Auckland, New Zealand
It took us a week, but we got the garden weeded, composted and planted.
We also got the kitchen totally tidied and functioning – the rhythm of bread baking and yoghurt making is established, sprouting and fermenting are on the verge of happening, even the freezer is now stocked.
All the linen has a home – for a lot of it, that home is at the Sallies.
All the children’s toys are accessible – or at the Sallies.
All the “work boxes” (read: notebooks, journals, maths books etc) are ready-to-use.
All the sandals and gumboots are lined up in the garage (and new ones purchased for those who needed them – not from the Sallies).
The bathrooms are sparkling; the novelty of a clean shower has not worn off and willing workers keep it pristine.
Light fittings have been washed and moved (coz we had nothing else to do, y’know).
Musical instruments are available.
The computers are running and internet connected.
The garage is almost tidy.
A broken window repaired (Mr Repair Man arrived within half an hour of calling the insurance company – not bad, eh).
People have been dropping in (not that this is a job – it’s just time-consuming).
Rob spent the whole evening opening mail (that *was* a job, AND time-consuming)
There is just craft gear to sort and books to place on shelves.
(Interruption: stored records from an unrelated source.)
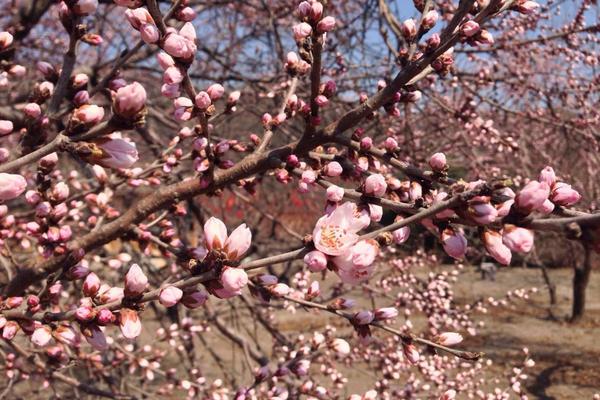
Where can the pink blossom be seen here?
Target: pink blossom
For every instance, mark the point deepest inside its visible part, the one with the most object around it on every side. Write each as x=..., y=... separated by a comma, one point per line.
x=326, y=24
x=386, y=313
x=355, y=265
x=91, y=285
x=409, y=29
x=302, y=31
x=95, y=337
x=41, y=336
x=238, y=242
x=6, y=127
x=532, y=196
x=517, y=239
x=170, y=296
x=32, y=110
x=6, y=40
x=178, y=46
x=130, y=323
x=564, y=195
x=333, y=169
x=449, y=338
x=454, y=243
x=469, y=28
x=375, y=185
x=85, y=7
x=335, y=193
x=492, y=241
x=215, y=91
x=116, y=153
x=136, y=281
x=363, y=317
x=130, y=100
x=315, y=261
x=11, y=186
x=88, y=114
x=234, y=279
x=149, y=33
x=336, y=232
x=547, y=175
x=437, y=162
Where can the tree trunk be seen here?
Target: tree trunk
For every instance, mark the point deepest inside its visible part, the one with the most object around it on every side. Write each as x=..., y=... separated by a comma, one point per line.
x=581, y=277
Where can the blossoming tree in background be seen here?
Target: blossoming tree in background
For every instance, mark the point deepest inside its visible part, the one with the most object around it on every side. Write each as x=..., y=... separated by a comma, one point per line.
x=136, y=136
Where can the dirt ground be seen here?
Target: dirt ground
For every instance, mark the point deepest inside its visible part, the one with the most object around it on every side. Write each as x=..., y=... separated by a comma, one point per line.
x=567, y=356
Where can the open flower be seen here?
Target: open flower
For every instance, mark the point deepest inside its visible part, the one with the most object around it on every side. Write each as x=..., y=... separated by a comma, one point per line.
x=336, y=232
x=235, y=246
x=355, y=265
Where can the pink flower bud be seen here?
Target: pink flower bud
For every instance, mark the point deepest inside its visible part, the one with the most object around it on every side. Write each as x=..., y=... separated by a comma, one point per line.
x=194, y=299
x=170, y=296
x=105, y=317
x=170, y=91
x=341, y=347
x=454, y=243
x=315, y=261
x=375, y=185
x=116, y=153
x=203, y=100
x=135, y=281
x=10, y=330
x=564, y=195
x=32, y=110
x=449, y=338
x=6, y=40
x=526, y=7
x=326, y=25
x=532, y=196
x=130, y=323
x=88, y=114
x=11, y=186
x=238, y=242
x=409, y=29
x=6, y=127
x=302, y=31
x=366, y=143
x=215, y=91
x=129, y=100
x=91, y=285
x=448, y=395
x=469, y=28
x=41, y=336
x=547, y=175
x=335, y=193
x=386, y=313
x=401, y=235
x=321, y=100
x=84, y=313
x=492, y=241
x=309, y=176
x=437, y=162
x=517, y=239
x=234, y=279
x=82, y=97
x=279, y=290
x=178, y=46
x=363, y=317
x=186, y=14
x=164, y=60
x=430, y=19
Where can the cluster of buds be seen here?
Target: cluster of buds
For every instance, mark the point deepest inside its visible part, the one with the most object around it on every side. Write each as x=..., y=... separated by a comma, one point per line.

Possibly the two biggest jobs of them all
We have lots of space that we didn’t used to have. There are empty drawers in the kitchen, empty shelves in the laundry, nothing under our bed, coathangers without a job to do in the wardrobe, big gaps on the floor.
We simply have less stuff. It’s gone to the Sallies.
But we’re still left with a lot.
When I start comparing our gear to the possessions of the family we stayed with in Mongolia or the ones living in bamboo huts in Thailand or Laos, it all seems so unfair.
What is the point of such comparison? Is anything to be gained? I could give all our stuff away, but how would that help those families? We could cut off our water and power, but what would that achieve? How would it help others?
In the midst of trying to settle into comfort, there are uncomfortable thoughts.
We might have planted the garden, but we haven’t answered the big questions.
In fact, we haven’t even asked some of them.